Blog

By Sona Sarmadi, Security Responsible at Enea Software AB

Date: 2016-08-24

The OPNFV project received the Core Infrastructure Initiative (CII) Best Practices Badge from The Linux Foundation August 17th 2016. Details about this badge can be found on the CII certification page for OPNFV.

The Core Infrastructure Initiative (CII), run by Linux Foundation is a multi-million dollar project to identify and fund open source projects that are in need of assistance to harden open source security. . As the Linux Foundation says: ”With millions of people around the world relying on open source software — and vulnerabilities like Heartbleed putting everyone at risk — it's time to change the way we support, protect, and fortify open software.”

By using a web application, Open Source projects  can voluntarily self-certify for CII Best Practices Badge at no cost. Self-assessment scales quite well. It is open and available to everyone, there is no need for expensive third-party assessment. Since it’s open to everyone, everyone can do audit, have opinions and criticize if the project's claims are not true.

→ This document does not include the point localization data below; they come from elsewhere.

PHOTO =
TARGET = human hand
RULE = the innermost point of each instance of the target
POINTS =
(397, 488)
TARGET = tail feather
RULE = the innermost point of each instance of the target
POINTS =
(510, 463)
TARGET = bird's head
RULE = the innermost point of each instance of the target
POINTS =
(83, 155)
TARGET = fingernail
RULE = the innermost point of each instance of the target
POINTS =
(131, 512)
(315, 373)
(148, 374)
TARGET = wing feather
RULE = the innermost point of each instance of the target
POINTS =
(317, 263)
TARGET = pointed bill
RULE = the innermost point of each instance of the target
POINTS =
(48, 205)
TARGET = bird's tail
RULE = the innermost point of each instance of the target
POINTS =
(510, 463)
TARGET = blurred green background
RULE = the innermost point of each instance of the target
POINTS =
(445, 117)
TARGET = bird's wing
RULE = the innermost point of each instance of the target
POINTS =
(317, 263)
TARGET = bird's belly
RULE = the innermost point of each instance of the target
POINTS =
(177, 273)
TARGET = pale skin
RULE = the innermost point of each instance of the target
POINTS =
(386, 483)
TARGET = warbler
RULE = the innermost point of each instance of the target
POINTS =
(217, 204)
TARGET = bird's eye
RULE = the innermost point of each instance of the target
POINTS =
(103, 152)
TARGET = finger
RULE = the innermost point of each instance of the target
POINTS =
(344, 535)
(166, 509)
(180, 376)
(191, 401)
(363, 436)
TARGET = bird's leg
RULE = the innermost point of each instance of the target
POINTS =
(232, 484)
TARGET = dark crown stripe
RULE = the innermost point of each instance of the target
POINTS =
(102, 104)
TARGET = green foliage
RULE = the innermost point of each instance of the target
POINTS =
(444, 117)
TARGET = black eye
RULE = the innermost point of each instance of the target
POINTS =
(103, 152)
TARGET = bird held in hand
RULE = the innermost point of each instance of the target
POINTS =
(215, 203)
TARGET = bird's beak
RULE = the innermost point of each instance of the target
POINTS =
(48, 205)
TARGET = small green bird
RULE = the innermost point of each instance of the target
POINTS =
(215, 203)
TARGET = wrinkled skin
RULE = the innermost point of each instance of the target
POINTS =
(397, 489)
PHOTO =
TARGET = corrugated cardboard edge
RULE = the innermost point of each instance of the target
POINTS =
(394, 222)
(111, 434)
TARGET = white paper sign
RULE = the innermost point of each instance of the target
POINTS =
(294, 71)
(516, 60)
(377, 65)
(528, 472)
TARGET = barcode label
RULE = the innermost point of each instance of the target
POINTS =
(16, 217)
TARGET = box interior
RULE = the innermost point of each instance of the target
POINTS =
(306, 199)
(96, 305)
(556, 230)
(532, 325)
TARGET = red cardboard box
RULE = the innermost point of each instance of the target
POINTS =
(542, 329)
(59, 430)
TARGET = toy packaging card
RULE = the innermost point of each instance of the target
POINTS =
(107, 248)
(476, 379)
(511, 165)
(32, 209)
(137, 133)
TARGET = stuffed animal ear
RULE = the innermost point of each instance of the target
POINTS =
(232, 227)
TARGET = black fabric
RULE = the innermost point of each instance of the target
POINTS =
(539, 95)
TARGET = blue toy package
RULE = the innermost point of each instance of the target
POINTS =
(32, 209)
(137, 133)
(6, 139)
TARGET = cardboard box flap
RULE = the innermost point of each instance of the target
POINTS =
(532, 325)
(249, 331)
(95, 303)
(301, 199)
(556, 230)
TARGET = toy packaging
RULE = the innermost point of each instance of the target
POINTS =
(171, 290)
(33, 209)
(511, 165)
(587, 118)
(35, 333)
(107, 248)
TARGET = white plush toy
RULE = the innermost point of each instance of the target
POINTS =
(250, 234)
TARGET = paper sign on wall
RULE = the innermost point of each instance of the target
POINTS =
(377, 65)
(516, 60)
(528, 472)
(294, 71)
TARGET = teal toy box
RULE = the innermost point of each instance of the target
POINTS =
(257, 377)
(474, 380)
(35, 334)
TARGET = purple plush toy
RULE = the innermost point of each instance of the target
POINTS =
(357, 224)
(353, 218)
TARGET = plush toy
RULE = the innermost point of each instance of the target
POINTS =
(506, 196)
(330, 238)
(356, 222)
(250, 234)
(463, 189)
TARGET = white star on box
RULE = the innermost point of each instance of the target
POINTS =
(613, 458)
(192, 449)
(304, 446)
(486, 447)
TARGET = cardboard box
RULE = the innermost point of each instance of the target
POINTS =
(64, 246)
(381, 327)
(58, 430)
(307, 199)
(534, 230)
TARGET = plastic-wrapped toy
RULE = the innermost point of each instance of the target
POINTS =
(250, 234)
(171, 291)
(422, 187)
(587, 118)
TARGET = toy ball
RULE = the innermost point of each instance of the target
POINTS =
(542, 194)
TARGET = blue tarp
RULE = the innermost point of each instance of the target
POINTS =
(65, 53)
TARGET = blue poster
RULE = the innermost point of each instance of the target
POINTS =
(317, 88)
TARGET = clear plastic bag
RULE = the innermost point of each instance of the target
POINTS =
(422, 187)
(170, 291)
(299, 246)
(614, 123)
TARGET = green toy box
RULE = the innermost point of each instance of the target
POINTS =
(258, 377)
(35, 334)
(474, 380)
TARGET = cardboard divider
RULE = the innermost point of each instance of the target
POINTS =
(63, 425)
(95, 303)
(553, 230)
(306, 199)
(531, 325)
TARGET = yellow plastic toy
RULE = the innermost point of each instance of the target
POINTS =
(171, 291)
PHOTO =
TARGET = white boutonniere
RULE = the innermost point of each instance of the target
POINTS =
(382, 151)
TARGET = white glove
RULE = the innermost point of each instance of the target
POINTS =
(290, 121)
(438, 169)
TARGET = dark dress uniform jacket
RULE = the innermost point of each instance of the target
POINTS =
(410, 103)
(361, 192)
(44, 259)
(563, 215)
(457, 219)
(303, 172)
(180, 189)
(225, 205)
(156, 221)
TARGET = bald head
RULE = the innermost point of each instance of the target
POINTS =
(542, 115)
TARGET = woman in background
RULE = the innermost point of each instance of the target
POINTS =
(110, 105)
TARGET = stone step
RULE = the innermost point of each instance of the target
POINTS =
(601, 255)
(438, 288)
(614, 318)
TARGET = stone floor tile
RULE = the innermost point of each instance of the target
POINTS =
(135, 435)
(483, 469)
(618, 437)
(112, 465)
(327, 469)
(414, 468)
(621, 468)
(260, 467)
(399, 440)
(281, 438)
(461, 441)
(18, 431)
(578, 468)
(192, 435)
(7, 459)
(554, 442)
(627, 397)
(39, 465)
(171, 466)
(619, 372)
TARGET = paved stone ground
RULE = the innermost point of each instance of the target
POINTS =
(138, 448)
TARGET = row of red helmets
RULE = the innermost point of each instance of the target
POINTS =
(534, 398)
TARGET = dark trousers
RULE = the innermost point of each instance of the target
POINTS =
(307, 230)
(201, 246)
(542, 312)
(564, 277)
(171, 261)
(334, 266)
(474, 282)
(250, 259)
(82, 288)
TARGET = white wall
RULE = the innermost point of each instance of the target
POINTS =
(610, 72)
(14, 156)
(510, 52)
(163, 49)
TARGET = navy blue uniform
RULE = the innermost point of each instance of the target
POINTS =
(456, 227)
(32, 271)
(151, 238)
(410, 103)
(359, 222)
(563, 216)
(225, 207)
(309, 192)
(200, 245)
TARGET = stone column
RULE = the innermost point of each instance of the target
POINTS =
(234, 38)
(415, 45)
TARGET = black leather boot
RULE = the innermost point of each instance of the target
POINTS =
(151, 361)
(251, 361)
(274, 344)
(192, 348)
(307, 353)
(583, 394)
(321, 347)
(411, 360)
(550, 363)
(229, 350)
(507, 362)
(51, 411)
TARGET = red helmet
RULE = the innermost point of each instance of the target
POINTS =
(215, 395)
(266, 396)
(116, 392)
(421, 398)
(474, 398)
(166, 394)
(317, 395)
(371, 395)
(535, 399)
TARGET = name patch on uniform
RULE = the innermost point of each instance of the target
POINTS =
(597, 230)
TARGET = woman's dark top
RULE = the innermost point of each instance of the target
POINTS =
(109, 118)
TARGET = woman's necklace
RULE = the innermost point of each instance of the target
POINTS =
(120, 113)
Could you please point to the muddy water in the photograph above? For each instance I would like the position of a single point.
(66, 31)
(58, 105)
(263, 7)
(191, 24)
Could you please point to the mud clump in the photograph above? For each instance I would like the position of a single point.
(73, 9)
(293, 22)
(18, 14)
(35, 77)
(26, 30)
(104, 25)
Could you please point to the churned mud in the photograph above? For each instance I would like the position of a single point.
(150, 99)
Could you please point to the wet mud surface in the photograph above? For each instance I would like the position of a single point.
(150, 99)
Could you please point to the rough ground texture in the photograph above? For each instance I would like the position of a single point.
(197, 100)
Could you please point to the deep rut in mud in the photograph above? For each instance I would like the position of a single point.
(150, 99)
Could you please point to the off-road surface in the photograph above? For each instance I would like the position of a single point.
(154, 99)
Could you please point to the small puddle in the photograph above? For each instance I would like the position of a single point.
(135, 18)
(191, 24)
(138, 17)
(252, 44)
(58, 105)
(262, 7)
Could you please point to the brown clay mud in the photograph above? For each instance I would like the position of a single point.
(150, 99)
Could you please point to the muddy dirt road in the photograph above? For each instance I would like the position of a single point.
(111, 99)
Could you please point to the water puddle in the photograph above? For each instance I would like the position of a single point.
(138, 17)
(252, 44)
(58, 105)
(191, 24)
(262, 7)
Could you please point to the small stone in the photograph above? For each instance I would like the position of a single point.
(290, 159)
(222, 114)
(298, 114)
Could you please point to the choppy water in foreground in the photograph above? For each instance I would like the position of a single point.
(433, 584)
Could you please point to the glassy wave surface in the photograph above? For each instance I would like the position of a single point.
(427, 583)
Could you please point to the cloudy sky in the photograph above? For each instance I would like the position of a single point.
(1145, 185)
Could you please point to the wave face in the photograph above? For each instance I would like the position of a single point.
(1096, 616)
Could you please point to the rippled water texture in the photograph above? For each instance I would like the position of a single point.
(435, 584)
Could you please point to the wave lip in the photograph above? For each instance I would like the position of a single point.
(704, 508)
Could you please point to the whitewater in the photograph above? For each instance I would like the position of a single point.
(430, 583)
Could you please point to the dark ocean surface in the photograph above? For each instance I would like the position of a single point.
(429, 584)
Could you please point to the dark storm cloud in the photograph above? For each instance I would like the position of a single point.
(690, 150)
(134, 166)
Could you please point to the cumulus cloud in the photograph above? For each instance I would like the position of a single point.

A certification that proves our commitment

Getting the Core Infrastructure Initiative (CII) Best Practices Badge shows the OPNFV project's commitment to security-aware development. The badge is however not a goal in itself, following these practices will ensure that a high level of security is maintained.

Facing the requirements

The requirements to get the badge are quite extensive, so we realized we needed to do some work in order to comply. One example is that we replaced crypto algorithms that are no longer considered secure (MD5). Another example is that we updated the OPNFV wiki pages  with more specific and clear instructions on how to report security incidents. We believe that security can never be achieved by an isolated security group. The work needs to involve everybody in the project, from developers to management.

Looking forward

Getting the Badge was an exciting challenge but the bigger challenge is ahead of us. Getting the Badge doesn't mean that we have reached our destination. We need not only to keep the current security, quality and stability of the OPNFV project but to continuously improve it.

Linux Foundation is discussing an improvement of the Badge Program: "In the longer term, there are plans to add higher badge levels beyond the current "passing" level, tentatively named the "gold" and "platinum" levels. Projects that are widely dependent on and are often attacked, such as the Linux kernel or any cryptographic library, should, of course, be doing much more than a minimum set of widely-applied best practices. However, the project team decided to create the criteria in stages.”

Thanks to the team

This project was a collaborative effort within OPNFV. As a member of the OPNFV security group I was appointed within this group to lead this Badge project.

Together with Luke Hinds (OPNFV Security Team Leader) and some other OPNFV project's and Linux foundation members such as; Ashlee Young (responsible for secure software design within OPNFV project), Aric Gardner, Raymond Paik, Fatih Degirmenci and Ulrich Kleber we reached our goal in time (i.e. before C release). I would like to take this opportunity and thank everyone involved in this project.